American writer and former college professor

Priscilla Gilman (born May 1, 1970) is an American writer and former college professor. She has written about literature, parenting, education, and autism for numerous publications, and is an advocate for autistic people and children. She is the author of The Anti-Romantic Child: A Story of Unexpected Joy, which was inspired by her autistic son Benjamin.

== Biography ==
Priscilla Gilman was born and raised in New York City. Her mother is the literary agent Lynn Nesbit, her father the Yale Drama School professor, author, and critic Richard Gilman. She attended The Brearley School from first through twelfth grade, and earned a B.A. summa cum laude and with exceptional distinction from Yale University, where she majored in English, in 1993. She also did her master's degree and PhD in English and American literature at Yale. Gilman was an assistant professor of English at Yale for two years and an assistant professor of English at Vassar College for four years before leaving academia in 2006. From 2006 to 2011, she worked as a literary agent at Janklow & Nesbit Associates.

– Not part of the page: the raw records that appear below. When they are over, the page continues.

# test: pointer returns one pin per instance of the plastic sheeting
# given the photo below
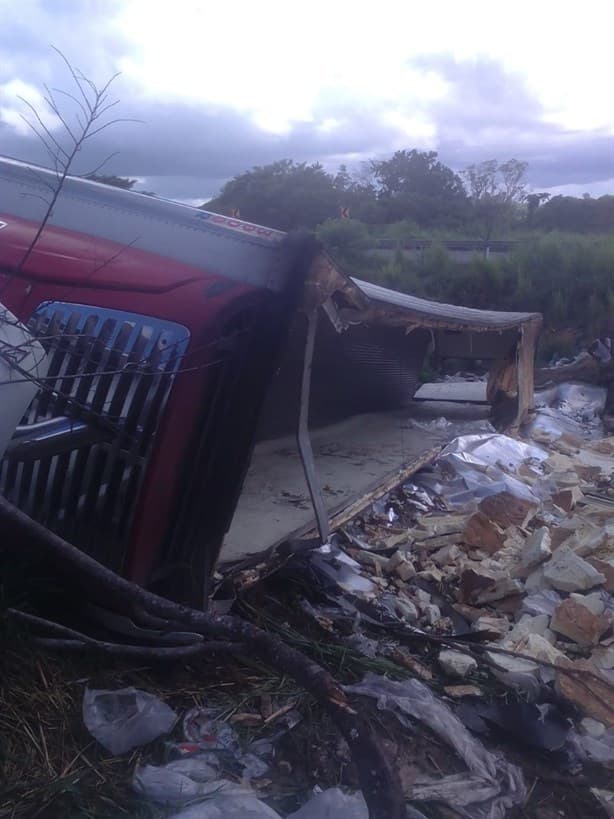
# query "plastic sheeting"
(474, 466)
(575, 409)
(126, 718)
(492, 786)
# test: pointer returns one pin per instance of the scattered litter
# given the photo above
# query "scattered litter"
(203, 727)
(181, 781)
(570, 409)
(226, 805)
(126, 718)
(540, 726)
(606, 800)
(494, 786)
(333, 804)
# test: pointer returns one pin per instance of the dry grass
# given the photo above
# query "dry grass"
(50, 766)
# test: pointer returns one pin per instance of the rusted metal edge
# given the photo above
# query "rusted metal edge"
(402, 317)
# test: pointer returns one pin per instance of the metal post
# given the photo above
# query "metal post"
(304, 441)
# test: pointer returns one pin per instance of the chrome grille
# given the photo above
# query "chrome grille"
(114, 369)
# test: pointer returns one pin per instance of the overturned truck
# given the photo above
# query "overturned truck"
(213, 387)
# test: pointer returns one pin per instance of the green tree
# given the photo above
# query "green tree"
(415, 185)
(496, 189)
(533, 201)
(284, 195)
(344, 237)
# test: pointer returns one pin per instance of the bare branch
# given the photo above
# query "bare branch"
(73, 74)
(73, 98)
(44, 128)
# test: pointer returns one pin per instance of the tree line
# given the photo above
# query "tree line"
(487, 200)
(563, 268)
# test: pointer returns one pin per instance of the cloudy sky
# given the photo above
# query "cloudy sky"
(218, 87)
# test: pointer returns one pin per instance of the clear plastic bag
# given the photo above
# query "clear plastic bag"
(126, 718)
(333, 804)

Raising Benjamin has inspired Priscilla to raise awareness of autism. In 2011, she published her first book, The Anti-Romantic Child: A Story of Unexpected Joy, which was written about him and the romantic poetry she had studied, written about, and taught. The Anti-Romantic Child was excerpted in Newsweek magazine and featured on the cover of its international edition. It was an NPR Morning Edition Must-Read, Slate‘s Book of the Week, selected as one of the Best Books of 2011 by the Leonard Lopate Show, and chosen as a Best Book of 2011 by The Chicago Tribune. One of five nominees for a Books for a Better Life Award for Best First Book, The Anti-Romantic Child was also awarded the Mom’s Choice Gold Award. It was published in Brazil as O Filho Antirromantico by Companhia das Letras.

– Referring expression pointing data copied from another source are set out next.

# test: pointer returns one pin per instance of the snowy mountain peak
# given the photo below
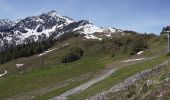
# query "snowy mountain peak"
(52, 13)
(49, 25)
(6, 23)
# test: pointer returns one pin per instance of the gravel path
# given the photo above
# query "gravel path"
(101, 76)
(85, 85)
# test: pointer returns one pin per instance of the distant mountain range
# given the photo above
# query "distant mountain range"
(49, 25)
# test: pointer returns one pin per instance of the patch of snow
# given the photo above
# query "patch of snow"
(89, 29)
(66, 44)
(140, 52)
(34, 32)
(19, 65)
(45, 52)
(4, 73)
(133, 60)
(91, 36)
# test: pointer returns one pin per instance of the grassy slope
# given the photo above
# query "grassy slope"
(53, 71)
(156, 46)
(34, 76)
(154, 87)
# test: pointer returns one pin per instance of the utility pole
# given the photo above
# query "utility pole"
(168, 41)
(42, 57)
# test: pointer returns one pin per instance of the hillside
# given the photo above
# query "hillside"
(43, 76)
(54, 57)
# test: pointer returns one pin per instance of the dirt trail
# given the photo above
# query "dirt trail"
(39, 92)
(101, 76)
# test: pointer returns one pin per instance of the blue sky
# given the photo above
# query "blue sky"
(138, 15)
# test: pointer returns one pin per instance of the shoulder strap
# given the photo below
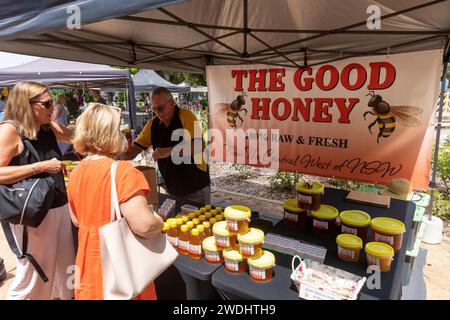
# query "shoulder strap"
(22, 254)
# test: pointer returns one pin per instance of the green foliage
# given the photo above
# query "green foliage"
(441, 205)
(284, 181)
(243, 171)
(191, 79)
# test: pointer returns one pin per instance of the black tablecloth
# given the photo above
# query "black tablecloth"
(280, 287)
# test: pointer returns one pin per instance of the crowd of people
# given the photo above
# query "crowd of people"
(85, 202)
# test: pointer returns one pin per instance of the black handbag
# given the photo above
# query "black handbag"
(26, 202)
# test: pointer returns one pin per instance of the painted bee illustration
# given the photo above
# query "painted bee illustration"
(387, 115)
(233, 109)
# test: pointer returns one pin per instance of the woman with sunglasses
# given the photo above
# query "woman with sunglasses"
(28, 116)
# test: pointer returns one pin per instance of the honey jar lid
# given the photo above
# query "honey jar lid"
(355, 218)
(237, 212)
(209, 244)
(387, 225)
(220, 228)
(379, 249)
(349, 241)
(172, 224)
(232, 255)
(206, 224)
(314, 187)
(191, 215)
(292, 205)
(252, 236)
(266, 260)
(326, 212)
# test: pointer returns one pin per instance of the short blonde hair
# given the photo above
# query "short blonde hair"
(18, 109)
(97, 131)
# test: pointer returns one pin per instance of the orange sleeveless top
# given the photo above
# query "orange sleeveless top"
(89, 191)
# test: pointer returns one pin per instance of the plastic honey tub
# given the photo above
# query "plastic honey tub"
(309, 195)
(234, 262)
(324, 221)
(212, 253)
(349, 247)
(379, 254)
(355, 222)
(261, 269)
(250, 243)
(237, 218)
(389, 231)
(294, 216)
(224, 239)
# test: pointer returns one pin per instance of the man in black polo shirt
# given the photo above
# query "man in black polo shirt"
(188, 182)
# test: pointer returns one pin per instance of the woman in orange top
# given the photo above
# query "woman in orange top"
(98, 137)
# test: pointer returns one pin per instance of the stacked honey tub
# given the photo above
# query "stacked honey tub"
(222, 237)
(386, 233)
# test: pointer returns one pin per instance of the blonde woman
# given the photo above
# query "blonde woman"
(98, 137)
(28, 116)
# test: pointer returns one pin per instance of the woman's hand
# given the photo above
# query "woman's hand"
(49, 166)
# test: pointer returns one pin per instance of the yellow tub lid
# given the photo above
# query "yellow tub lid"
(209, 244)
(349, 241)
(292, 205)
(237, 212)
(355, 218)
(232, 255)
(326, 212)
(220, 228)
(317, 187)
(266, 260)
(388, 225)
(252, 236)
(379, 249)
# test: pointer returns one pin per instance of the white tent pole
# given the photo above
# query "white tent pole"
(438, 134)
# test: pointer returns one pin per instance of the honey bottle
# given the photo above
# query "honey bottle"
(208, 231)
(201, 230)
(183, 240)
(172, 234)
(195, 245)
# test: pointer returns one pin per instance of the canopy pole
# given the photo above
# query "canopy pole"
(438, 134)
(131, 99)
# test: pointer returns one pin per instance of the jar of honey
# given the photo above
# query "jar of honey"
(349, 247)
(324, 221)
(224, 239)
(195, 245)
(309, 195)
(294, 216)
(212, 253)
(355, 222)
(379, 254)
(250, 243)
(237, 218)
(389, 231)
(172, 234)
(261, 268)
(234, 262)
(183, 240)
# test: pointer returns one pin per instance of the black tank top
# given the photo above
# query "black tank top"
(47, 148)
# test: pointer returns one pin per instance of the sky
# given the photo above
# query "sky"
(12, 59)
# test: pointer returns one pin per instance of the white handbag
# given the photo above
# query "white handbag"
(129, 263)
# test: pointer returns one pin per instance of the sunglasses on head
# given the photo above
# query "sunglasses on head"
(47, 104)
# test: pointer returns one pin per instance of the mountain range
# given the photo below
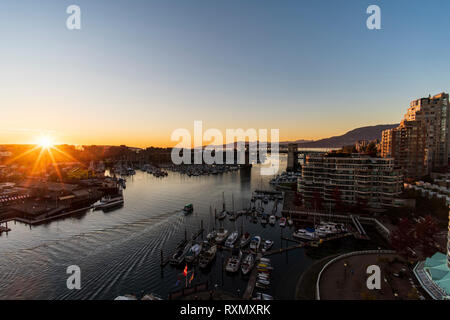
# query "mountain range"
(349, 138)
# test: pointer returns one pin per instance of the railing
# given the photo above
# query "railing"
(346, 255)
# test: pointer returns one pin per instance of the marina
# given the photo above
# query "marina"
(149, 237)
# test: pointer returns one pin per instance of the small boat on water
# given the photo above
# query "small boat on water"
(304, 234)
(221, 235)
(272, 220)
(247, 264)
(245, 240)
(264, 219)
(188, 208)
(267, 245)
(234, 262)
(108, 202)
(207, 255)
(181, 251)
(151, 296)
(212, 235)
(4, 229)
(231, 239)
(262, 296)
(222, 215)
(193, 253)
(290, 222)
(255, 243)
(232, 216)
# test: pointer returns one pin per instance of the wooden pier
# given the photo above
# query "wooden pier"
(248, 293)
(166, 259)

Since the publication of The Anti-Romantic Child, Gilman has written numerous articles and book reviews for publications including the Daily Beast, The New York Times Book Review, The New York Times’ Motherlode, the Boston Globe, DuJour magazine, The Chicago Tribune, MORE, O: The Oprah Magazine, Real Simple, Redbook, and Huff Post Parents. Her December 2012 New York Times op-ed, “Don’t Blame Autism for Newtown,” was the most emailed article on the site for several days after its publication. Her August 25, 2013 New York Times Book Review Back Page Essay, “Early Reader,” was also widely shared.

Gilman is the parenting/education advice columnist for #1 best-selling author Susan Cain's Quiet Revolution website. Her son is skilled in classical guitar, and Priscilla and Benjamin have recorded a holiday CD, which was released for Christmas 2016.